Toch gaat het op deze feestdag van de diaken en martelaar Stefanus om nog iets meer. Zijn diaken-zijn is nog in te passen in wat er in de samenleving gewoonlijk gebeurt. Er is overvloed en schaarste, er is rijk en arm. Een diaken en allen die diaconaal bezig zijn proberen een beetje evenwicht er in te brengen: wat van de rijken overhevelen naar de armen. En we zijn in onze Augustinusparochie blij dat we weer veel kerstpakketten hebben kunnen rondbrengen. Stefanus was echter naast diaken ook martelaar. We hebben gehoord hoe Saulus, de latere apostel Paulus, hierin een niet zo’n mooie rol heeft gespeeld. Stefanus wordt gestenigd en gedood omdat hij getuigt van de Blijde Boodschap van Jezus, de Jezus van gisteren met Kerstmis én de Jezus die men ook gedood heeft en die na zijn dood levend blijkt te zijn. Nog steeds.

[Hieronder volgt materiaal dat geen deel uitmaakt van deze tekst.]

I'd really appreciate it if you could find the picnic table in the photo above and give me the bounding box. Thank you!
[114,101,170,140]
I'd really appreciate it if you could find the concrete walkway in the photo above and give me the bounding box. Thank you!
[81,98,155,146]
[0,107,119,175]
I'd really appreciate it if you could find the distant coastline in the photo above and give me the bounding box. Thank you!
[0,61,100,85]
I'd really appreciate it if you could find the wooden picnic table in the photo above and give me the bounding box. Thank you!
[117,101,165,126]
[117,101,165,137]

We kunnen natuurlijk stilstaan bij de christenen die vandaag vervolgd worden om de naam van Jezus. Voor mij is het belangrijker om me af te vragen of ik zo ver zou kunnen gaan als Stefanus. Lieve mensen, ik weet het niet. Wat ik wel weet dat belangrijk is om wat je op je weg komt aan geluksmomenten én aan tegenslagen om deze gelijkelijk met liefde te omarmen. Wanneer het je voor de wind gaat, is dit niet zo moeilijk. Het is andere koek wanneer je geconfronteerd wordt met omstandigheden waarin je leven op z’n kop wordt gezet. Stefanus heeft toen hij achter Jezus als leerling aan ging ook niet geweten hoe zijn leven zou eindigen. Hij heeft zich niet onttrokken aan wat op zijn weg komt, het omarmt, met perspectief want hij zag de hemel open, zijn wereld was niet gesloten. Hij zag verder dan het hier en nu. Ook wij weten niet wat er nog op onze weg komt, aan geluksmomenten én aan tegenslagen, voor- en tegenspoed. Wat ons wél wordt voorgehouden is: trouw aan de weg die we nu gaan, de vertroosting van het moment-nu. En de liefde om alles wat zich aandient te omarmen.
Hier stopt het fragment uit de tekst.